Design and optimization of thin film organic solar cells

Abstract

The aim of this Ph.D. project was to undertake a systematic study to develop a technique for improving the performance of solution-processed translucent P3HT:PCBM-based solar cells over the two competing indexes: power conversion efficiency and transmittance, for stacking up or transparency. A comprehensive optical admittance analysis was applied to study the optical properties of conventional opaque and translucent P3HT:PCBM-based PSCs. The simulation uses the dispersive refractive index n(λ) and extinction coefficient k(λ) of P3HT:PCBM blend and other functional layers that were measured by VASE to calculate the optical absorbance and transmittance of P3HT:PCBM-based PSCs.

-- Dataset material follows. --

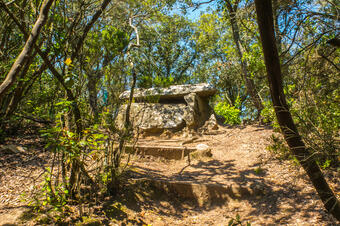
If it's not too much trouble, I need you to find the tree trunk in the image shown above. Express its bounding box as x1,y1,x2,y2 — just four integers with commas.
0,0,54,99
226,1,264,119
255,0,340,221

The optimal device structure was obtained by maximizing the light absorption of the active layer (P3HT:PCBM) and the transmission of the whole translucent PSCs. AFM was used to examine the surface roughness of the P3HT:PCBM film prepared in this work. Based on the optimal device parameters derived from the simulation, a 60 nm thick ITO was found to be optimal and was used to fabricate the translucent PSCs with the structure of glass/ITO/PEDOT:PSS/P3HT:PCBM(75nm)/Ca(10nm)/ Ag(10nm)/ITO(60 nm).